En plena convulsión por el espionaje de correos electrónicos de millones de personas en todo el mundo, y sin que los Gobiernos estén transmitiendo la impresión a los ciudadanos de que se esté haciendo realmente algo para defender sus derechos, nos encontramos con que las empresas tienen que cumplir con la normativa de protección de datos y de comercio electrónico bajo la constante amenaza de sanciones elevadas,  en un contexto adicional de enormes dificultades.

En este contexto, recientemente las redes sociales han denunciado la actuación de la Agencia Española de Protección de Datos al sancionar a un sitio web que utilizaba dichas cookies,  con lo que nos encontramos por un lado con un problema derivado de la necesidad de actuar dentro de la legalidad y del Estado de Derecho y por otro lado con una cuestión que ha hecho saltar las alarmas de todos aquellos que utilizan dichas herramientas sin tener capacidad real de modificar el comportamiento de sus propias páginas web.

Bueno es recordar que la propia normativa nacional de Protección de Datos tuvo que ser derogada por separarse del criterio de la Directiva 95/46/CE del Parlamento Europeo y del Consejo, de 24 de octubre de 1995, relativa a la protección de las personas físicas en lo que respecta al tratamiento de datos personales y a la libre circulación de estos datos y es que a veces se olvida que la defensa del Derecho Fundamental a la defensa de nuestra privacidad (autodeterminación informativa) debe de conectarse con el derecho a la libre circulación de los datos personales en el ámbito comunitario.

Este criterio ha supuesto la necesidad de fijarse no solamente en la ausencia de consentimiento para el tratamiento de los datos, sino en la magnitud de la vulneración de la privacidad de cada individuo.

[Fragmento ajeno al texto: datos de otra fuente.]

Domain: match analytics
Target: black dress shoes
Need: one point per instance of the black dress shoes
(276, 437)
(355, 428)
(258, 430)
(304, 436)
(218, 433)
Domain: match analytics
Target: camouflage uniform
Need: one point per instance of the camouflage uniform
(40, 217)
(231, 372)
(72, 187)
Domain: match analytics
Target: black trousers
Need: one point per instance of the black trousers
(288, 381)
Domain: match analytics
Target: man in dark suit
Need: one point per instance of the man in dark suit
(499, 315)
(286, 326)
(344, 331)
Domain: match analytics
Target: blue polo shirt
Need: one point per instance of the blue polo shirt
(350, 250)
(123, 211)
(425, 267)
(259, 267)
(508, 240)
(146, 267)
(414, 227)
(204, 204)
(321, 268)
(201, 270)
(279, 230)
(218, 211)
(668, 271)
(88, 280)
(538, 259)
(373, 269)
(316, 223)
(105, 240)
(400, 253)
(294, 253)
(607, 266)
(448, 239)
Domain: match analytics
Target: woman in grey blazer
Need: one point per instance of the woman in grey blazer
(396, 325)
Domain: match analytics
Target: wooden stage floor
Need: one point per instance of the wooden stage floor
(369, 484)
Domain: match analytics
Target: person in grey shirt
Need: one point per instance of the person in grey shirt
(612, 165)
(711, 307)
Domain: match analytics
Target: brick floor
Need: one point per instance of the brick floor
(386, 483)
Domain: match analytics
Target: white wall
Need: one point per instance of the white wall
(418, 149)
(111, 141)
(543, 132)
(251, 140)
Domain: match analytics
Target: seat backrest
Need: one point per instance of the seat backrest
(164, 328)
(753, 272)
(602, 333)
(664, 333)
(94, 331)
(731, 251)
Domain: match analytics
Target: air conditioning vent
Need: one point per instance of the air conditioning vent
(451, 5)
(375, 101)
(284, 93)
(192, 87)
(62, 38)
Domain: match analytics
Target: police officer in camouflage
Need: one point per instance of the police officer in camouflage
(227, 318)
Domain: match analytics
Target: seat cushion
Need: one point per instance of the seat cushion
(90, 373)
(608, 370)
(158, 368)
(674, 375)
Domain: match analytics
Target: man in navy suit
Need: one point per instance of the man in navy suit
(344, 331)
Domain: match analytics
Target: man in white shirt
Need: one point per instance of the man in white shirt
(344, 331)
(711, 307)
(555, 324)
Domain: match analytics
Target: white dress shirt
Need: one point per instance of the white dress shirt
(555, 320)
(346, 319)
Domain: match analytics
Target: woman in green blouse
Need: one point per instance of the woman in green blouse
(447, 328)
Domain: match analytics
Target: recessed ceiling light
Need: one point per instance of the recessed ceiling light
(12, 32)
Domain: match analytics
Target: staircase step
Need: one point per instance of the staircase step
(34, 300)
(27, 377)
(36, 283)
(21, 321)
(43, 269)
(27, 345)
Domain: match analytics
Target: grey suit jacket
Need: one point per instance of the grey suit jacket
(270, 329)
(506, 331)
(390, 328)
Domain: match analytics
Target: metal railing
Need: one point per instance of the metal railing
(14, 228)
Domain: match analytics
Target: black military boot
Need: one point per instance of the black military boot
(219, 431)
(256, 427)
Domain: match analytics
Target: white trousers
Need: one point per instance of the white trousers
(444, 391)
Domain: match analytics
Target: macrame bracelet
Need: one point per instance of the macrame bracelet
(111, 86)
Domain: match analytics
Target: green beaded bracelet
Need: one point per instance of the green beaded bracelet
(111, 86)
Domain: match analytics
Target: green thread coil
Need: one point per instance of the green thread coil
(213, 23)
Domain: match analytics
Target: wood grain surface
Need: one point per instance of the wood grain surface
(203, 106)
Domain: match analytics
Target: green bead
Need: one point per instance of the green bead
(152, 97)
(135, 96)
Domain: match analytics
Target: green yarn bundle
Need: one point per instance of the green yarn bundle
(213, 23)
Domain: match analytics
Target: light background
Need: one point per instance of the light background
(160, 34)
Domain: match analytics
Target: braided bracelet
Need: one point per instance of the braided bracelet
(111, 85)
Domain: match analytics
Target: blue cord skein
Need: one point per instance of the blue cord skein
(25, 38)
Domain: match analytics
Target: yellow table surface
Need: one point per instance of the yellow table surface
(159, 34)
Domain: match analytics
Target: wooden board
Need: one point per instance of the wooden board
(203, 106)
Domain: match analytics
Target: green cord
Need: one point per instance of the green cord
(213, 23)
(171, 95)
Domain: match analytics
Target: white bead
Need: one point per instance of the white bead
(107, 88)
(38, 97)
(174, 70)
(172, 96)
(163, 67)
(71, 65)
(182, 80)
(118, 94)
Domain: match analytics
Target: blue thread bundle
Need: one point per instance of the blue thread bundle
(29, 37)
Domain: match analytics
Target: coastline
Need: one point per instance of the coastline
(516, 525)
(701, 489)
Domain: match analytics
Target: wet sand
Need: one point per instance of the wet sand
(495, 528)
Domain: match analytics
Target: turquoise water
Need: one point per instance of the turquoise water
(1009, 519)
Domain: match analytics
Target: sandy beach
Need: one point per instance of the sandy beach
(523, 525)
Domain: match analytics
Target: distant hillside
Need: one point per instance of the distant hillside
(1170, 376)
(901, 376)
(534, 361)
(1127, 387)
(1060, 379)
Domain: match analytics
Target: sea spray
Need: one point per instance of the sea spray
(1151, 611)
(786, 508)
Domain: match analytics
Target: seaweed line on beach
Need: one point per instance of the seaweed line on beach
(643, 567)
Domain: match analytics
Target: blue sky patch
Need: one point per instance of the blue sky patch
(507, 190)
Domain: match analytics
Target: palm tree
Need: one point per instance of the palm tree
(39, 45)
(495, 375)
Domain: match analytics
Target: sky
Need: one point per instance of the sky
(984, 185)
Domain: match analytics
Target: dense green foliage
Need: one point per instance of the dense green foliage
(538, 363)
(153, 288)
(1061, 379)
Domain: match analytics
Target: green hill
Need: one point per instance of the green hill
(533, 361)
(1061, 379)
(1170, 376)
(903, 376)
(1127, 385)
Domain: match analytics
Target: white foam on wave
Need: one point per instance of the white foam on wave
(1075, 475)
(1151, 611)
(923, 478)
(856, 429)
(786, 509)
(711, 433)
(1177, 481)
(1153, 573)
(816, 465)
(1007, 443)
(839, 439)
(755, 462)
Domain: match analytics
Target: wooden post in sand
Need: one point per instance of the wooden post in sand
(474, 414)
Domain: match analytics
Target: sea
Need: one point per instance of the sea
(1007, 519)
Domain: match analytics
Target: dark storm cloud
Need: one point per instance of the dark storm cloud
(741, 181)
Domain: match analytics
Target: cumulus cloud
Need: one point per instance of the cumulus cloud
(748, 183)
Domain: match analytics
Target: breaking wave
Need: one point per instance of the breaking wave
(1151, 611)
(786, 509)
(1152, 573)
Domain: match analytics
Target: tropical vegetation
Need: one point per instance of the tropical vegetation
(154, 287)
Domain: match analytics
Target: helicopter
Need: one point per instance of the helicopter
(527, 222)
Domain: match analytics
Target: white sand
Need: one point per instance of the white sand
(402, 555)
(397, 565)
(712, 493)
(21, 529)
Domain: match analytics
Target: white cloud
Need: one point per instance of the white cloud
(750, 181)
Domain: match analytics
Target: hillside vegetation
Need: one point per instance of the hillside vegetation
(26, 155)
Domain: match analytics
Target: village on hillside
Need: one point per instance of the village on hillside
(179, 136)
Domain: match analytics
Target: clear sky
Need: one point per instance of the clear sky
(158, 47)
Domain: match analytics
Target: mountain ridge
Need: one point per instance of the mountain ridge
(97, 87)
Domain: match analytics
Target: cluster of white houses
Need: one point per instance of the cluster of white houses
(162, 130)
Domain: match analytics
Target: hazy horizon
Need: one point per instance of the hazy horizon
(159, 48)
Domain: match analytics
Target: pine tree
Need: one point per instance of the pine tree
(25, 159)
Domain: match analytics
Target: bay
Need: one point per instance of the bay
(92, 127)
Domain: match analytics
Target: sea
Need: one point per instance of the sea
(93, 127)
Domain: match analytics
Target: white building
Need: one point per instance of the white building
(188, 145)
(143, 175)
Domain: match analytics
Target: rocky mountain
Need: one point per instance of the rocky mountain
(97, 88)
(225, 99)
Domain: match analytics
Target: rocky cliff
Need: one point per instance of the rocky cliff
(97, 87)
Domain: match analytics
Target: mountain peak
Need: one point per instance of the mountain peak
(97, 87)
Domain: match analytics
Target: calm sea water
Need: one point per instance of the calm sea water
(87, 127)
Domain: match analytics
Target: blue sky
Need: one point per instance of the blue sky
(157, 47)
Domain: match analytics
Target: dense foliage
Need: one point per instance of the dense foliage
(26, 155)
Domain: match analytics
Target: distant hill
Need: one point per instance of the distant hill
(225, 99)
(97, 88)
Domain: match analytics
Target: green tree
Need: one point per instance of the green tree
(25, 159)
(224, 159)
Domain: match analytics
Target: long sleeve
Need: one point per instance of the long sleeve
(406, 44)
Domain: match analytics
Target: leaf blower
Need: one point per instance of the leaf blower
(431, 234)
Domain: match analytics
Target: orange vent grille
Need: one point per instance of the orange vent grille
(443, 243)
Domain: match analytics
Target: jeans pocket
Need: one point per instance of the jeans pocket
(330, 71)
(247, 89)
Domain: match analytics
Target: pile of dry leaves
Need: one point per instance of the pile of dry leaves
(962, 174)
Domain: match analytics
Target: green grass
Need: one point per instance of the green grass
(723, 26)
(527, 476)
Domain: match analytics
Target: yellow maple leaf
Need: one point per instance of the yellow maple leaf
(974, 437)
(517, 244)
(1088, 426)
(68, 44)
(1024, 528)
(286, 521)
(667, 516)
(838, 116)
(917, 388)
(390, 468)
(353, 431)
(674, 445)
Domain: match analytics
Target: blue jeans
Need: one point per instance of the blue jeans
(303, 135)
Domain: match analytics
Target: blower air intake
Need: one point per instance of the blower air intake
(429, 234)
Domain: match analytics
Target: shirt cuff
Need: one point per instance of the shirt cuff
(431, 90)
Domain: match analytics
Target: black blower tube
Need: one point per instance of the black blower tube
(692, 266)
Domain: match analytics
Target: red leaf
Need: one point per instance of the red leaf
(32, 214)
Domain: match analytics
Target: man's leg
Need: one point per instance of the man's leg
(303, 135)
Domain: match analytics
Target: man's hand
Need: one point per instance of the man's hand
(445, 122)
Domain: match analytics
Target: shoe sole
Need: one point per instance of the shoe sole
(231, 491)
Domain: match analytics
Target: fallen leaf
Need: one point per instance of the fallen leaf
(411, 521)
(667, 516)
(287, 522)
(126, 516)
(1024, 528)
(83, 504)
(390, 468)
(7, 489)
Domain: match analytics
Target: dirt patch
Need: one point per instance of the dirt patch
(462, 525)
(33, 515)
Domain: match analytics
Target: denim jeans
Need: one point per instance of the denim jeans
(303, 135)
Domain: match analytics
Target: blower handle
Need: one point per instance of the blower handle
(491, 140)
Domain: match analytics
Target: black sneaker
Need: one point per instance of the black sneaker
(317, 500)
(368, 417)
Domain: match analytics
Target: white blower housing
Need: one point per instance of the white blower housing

Por ello entendemos que la interpretación de la normativa de comercio electrónico debe hacerse siempre dentro de la finalidad para la que ha sido construida, sin dejarse llevar por interpretaciones meramente literales.

Ciertamente puede o no entenderse que existe incumplimiento, pero a nuestro juicio habrá que profundizar mucho más antes de inundar con sanciones a particulares y empresas que utilizan blogs o páginas web que instalan las cookies para tener información del seguimiento de sus usuarios de los servicios que ofrecen, sin utilizar dicha información  más allá de la finalidad legítima de controlar los accesos a la página.